In Alabama, Rep. Artur Davis failed to become the state's first African-American Democratic nominee for governor when he lost the primary to Agriculture Commissioner Ron Sparks. With 99 percent of the precincts reporting, Sparks captured 62 percent of the vote to Davis' 38 percent.
"Davis' vote against President Obama's efforts on health care reform and his lack of support from statewide black leaders, helped lead to his defeat Tuesday night," said CNN Political Editor Mark Preston.
If Davis had won the primary and then the general election, he would have become Alabama's first black governor.
The Republican gubernatorial nomination is headed for a runoff.
Former state community college system chancellor Bradley Byrne will be in that runoff after capturing 28 percent of the vote Tuesday. The second spot is too close to call, with Tuscaloosa physician Robert Bently leading Greenville real estate developer Tim James by 140 votes. James, son of two-term Gov. Fob James, created a buzz in recent weeks with his tough ads and speeches against illegal immigrants. Former Alabama Supreme Court Justice Roy Moore, best known for losing his seat on the court for refusing to remove a statue of the Ten Commandments from his courthouse, finished fourth in the seven candidate field with 19 percent of the vote.
In another high profile race capturing national attention, Rep. Parker Griffith was ousted in his bid for a second term. Griffith, who made headlines late last year when he changed his party affiliation from Democrat to Republican, came in second with only a third of the vote. Madison County Commissioner Mo Brooks grabbed just over 50 percent of the vote in the battle for the GOP nomination in Alabama's 5th Congressional district, located in the northern part of the state.
"Griffith is the fourth incumbent to lose his bid for re-election this year, yet further evidence that voters are willing to dismiss Washington experience for fresh blood on Capitol Hill," said Preston. "And we have seen another example of a party switching politician being shunned by primary voters."
Last month, Pennsylvania Sen. Arlen Specter, who abandoned the Republican Party in 2009, lost in the Democratic primary to Rep. Joe Sestak.
In other Alabama news, Sen. Richard Shelby easily won the GOP primary in his bid this year for a fifth term.

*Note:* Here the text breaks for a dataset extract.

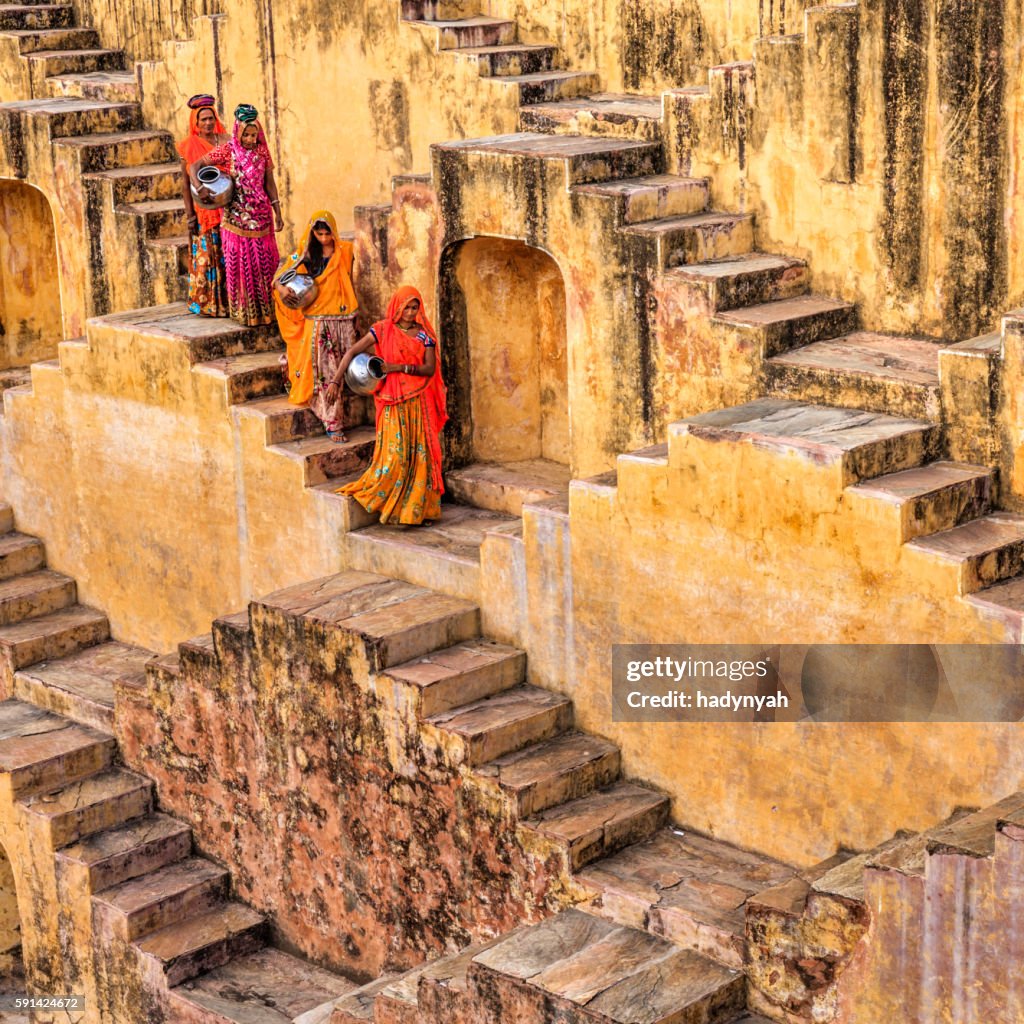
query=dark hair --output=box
[305,222,334,278]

In Mississippi, Angela McGlowan failed in her bid to become the first black Republican member of the House since J.C. Watts. The conservative political strategist and Fox News analyst had been courting Tea Party activists. She came in a distant third in a three-person field. Longtime state Sen. Alan Nunnelee won just over 50 percent of the primary vote and will now face Rep. Travis Childers, a conservative Democrat who's held the seat for two years, in November.